Final answer:
To calculate the magnitude of the car's resultant vector after moving southeast and then in a direction north of east, we use vector addition to sum the east and north/south components, and then apply the Pythagorean theorem.
Step-by-step explanation:
To find the magnitude of the car's resultant vector after traveling 13 km southeast and then 16 km in a direction 40° north of east, we use vector addition. The first vector, representing the southeast direction, can be decomposed into east and south components. The second vector, 16 km at 40° north of east, also has east and north components.
We start by finding the components of each vector using trigonometry:
- The 13 km southeast vector is equivalent to traveling 13 km at a 45° angle south of east, so its east and south components are both 13 cos(45°) km.
- The 16 km vector at 40° north of east has an east component of 16 cos(40°) km and a north component of 16 sin(40°) km.

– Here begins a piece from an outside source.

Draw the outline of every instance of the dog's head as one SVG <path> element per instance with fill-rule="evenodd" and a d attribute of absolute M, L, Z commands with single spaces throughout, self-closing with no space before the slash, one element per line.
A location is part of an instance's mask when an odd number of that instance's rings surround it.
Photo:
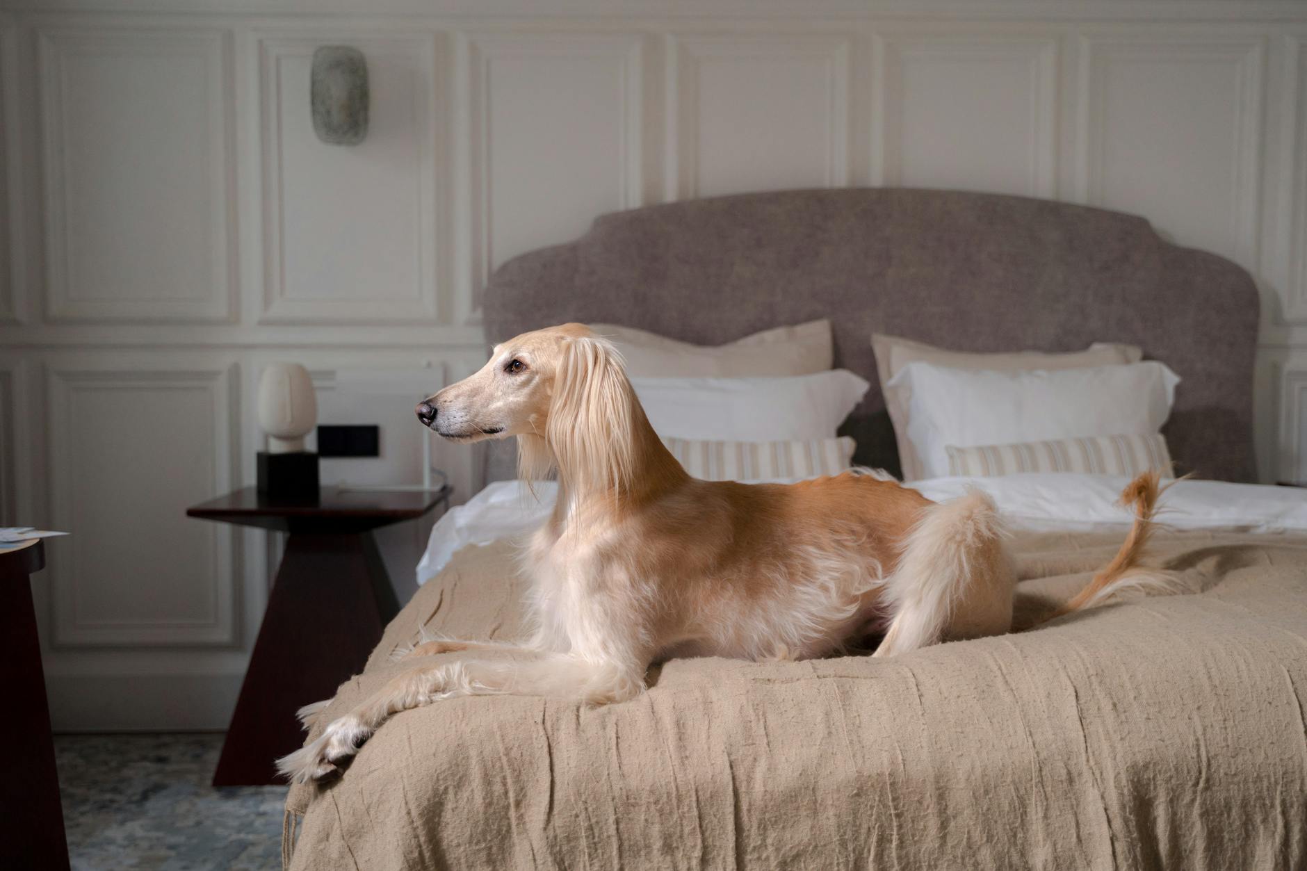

Then, add the respective east and north/south components. The south component here will be taken as negative since it is in the opposite direction of north. The resultant east component (Reast) is the sum of the east components, and the resultant north component (Rnorth) is the sum of the north component minus the south component (since it is essentially moving north).
Finally, use the Pythagorean theorem to find the magnitude of the resultant vector R, which is given by:
R = √(Reast² + Rnorth²)
The geographic direction can be found by calculating the angle of R relative to the east using the arctangent function.